Other times, however, hope and fear go hand in hand. Traders, who have a losing position, often show signs of hope, when put back the realization of loss and give to a trade more room than they had planned.
Another example of hope is when traders try to recover the losses of the past and then entering the market with an oversized position without following their rules.
Similarly the fear of losing their money can play tricks, such as the fear to enter a trade. Many potential traders keep away from binary options trading because they are afraid of losing their money. Similarly, however, the fear can help you stay away from high-risk operations.

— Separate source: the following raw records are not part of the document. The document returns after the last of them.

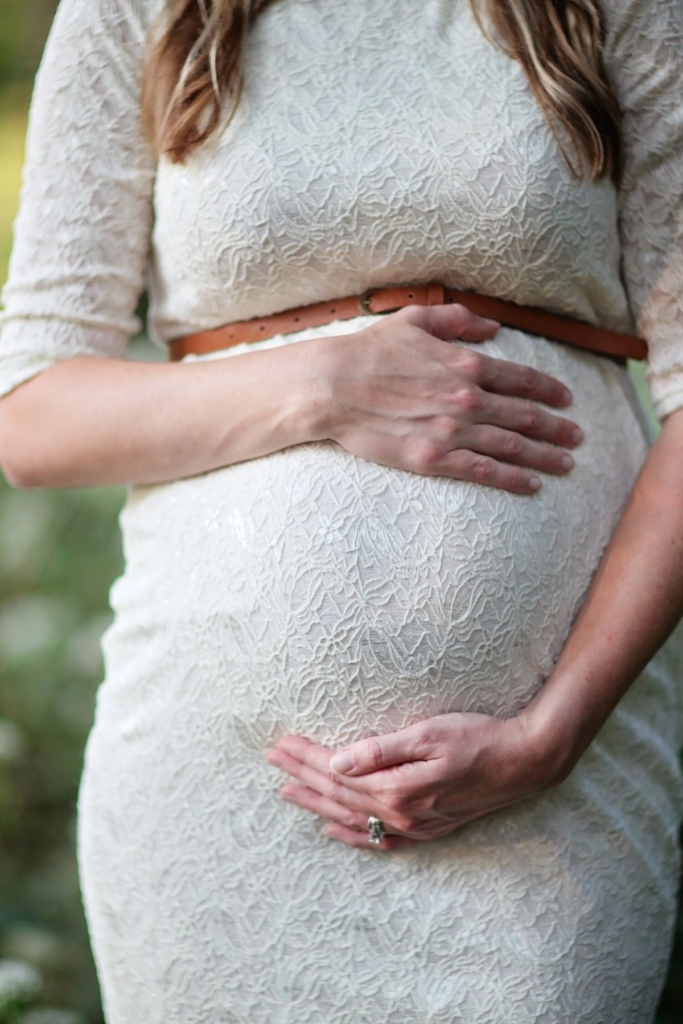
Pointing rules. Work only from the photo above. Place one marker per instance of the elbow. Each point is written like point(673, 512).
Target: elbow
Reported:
point(19, 459)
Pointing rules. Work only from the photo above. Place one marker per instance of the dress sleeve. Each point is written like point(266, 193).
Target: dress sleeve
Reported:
point(82, 233)
point(644, 56)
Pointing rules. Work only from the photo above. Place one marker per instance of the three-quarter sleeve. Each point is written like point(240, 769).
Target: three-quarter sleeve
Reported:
point(82, 233)
point(645, 65)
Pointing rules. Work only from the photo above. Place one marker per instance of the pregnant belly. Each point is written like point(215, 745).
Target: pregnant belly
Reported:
point(313, 592)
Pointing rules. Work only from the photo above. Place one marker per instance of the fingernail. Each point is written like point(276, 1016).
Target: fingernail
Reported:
point(342, 762)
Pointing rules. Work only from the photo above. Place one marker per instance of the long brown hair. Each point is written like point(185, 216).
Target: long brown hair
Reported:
point(193, 75)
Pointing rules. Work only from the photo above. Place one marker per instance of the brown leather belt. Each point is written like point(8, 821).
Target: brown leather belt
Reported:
point(385, 300)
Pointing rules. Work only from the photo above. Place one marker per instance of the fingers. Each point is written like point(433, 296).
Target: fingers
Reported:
point(348, 821)
point(503, 377)
point(530, 420)
point(310, 768)
point(465, 465)
point(377, 753)
point(450, 323)
point(359, 840)
point(511, 448)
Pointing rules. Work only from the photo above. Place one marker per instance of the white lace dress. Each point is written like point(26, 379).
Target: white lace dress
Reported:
point(315, 593)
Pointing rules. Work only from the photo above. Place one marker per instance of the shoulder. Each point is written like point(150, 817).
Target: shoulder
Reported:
point(636, 22)
point(109, 14)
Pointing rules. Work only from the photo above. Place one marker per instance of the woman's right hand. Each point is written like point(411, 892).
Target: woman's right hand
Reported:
point(400, 393)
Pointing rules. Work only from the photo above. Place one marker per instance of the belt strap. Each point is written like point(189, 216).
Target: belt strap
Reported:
point(385, 300)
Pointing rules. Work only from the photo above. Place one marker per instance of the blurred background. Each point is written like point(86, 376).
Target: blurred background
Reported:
point(59, 553)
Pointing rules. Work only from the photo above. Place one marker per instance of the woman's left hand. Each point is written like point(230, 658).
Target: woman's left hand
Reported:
point(422, 782)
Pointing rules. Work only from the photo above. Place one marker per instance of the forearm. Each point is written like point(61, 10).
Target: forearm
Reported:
point(90, 421)
point(635, 601)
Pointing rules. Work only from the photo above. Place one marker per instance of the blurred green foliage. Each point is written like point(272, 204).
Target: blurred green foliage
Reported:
point(59, 552)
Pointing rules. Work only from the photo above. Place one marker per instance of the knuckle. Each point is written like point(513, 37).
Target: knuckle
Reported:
point(374, 753)
point(513, 445)
point(469, 399)
point(334, 792)
point(530, 417)
point(425, 456)
point(483, 469)
point(470, 364)
point(517, 480)
point(528, 380)
point(394, 800)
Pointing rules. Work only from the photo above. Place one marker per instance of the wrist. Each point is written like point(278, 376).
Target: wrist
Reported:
point(556, 733)
point(317, 400)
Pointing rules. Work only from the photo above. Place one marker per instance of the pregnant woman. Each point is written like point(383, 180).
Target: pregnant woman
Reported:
point(363, 536)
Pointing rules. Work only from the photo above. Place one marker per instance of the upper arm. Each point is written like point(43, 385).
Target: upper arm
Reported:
point(644, 56)
point(82, 233)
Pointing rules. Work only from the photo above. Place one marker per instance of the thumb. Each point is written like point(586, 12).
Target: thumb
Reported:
point(455, 323)
point(376, 753)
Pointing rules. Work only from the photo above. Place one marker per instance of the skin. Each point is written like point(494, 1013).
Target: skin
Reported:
point(398, 392)
point(435, 776)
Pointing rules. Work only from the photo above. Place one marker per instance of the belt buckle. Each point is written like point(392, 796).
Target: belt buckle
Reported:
point(366, 298)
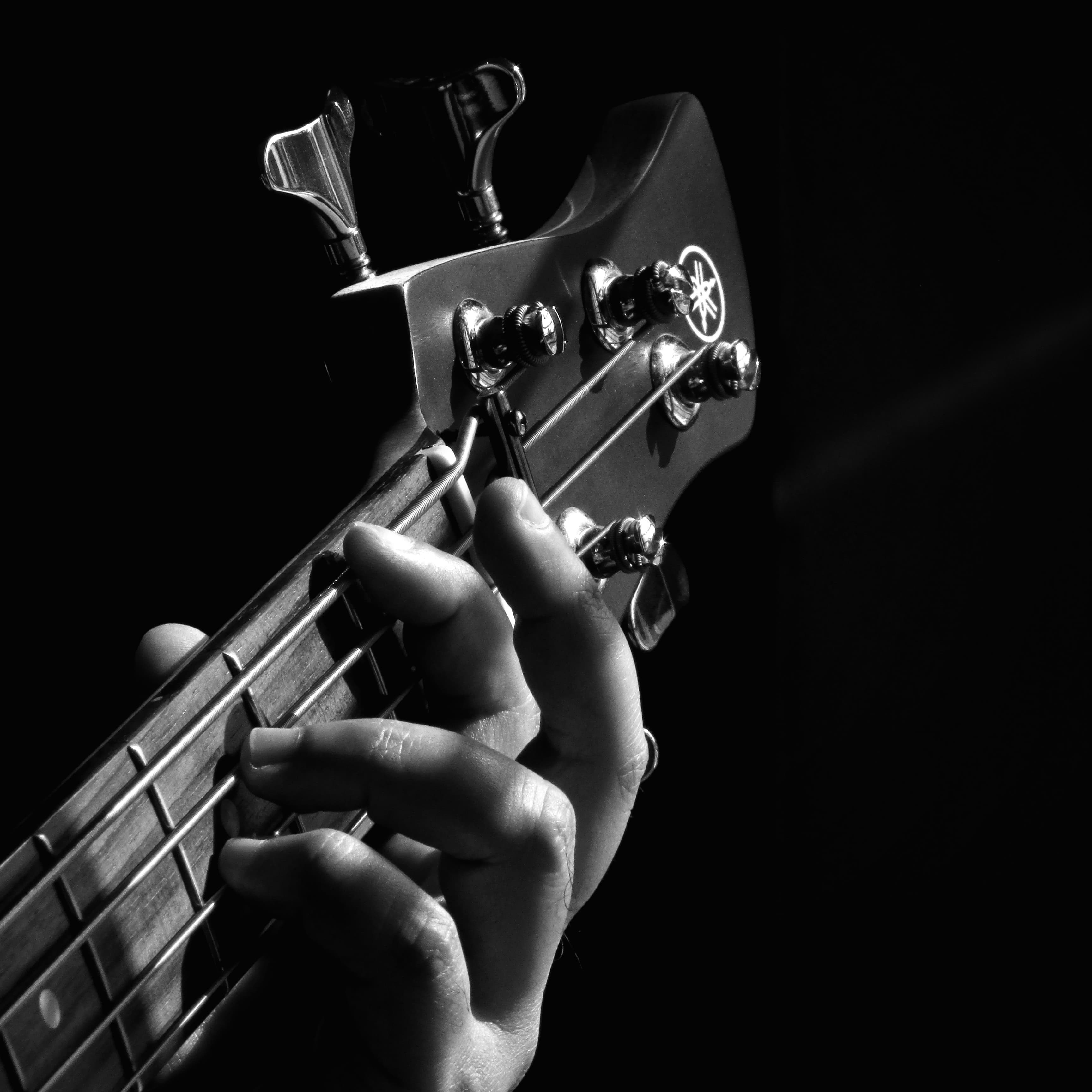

There are cases where fear overcomes avidity. All are designed to achieve maximum results, but only few succeed. The safety of their capital is more important than profit, which is designed to achieve.
The biggest obstacle to the success of a trader is fear. It’s like running a marathon and meets a large dog that barks at you just before the finish line.
Here some limitations or self-limitations often caused by fear of money-loss:
- it continues to block you and if not remedied, your strategies will become obsolete and useless;
- it will prevent you from seeing the possibilities of excellent earnings.
If the fear of failure is what prevents you from investing you have to get around it and move on. To manage risk and emotions, you must accept the negative feelings instead of ignoring them or suppress them. Only in this way you will be able to focus on your positive goals.
The fact of having lost money does not make you a failure.
Whenever happens money-loss or the market is not favorable, as it can definitely happen, rather than stop, analyze what is happening around you. Examine your trading actions and try to identify their weaknesses. Learn from your mistakes and make it treasures for the next trade.
In conclusion, better you accept your fear of money-loss and not feel frustrated and angry when your expectations are not realized. Take what the market gives you, without forcing it, your trading will be stress-free and full of positive emotions.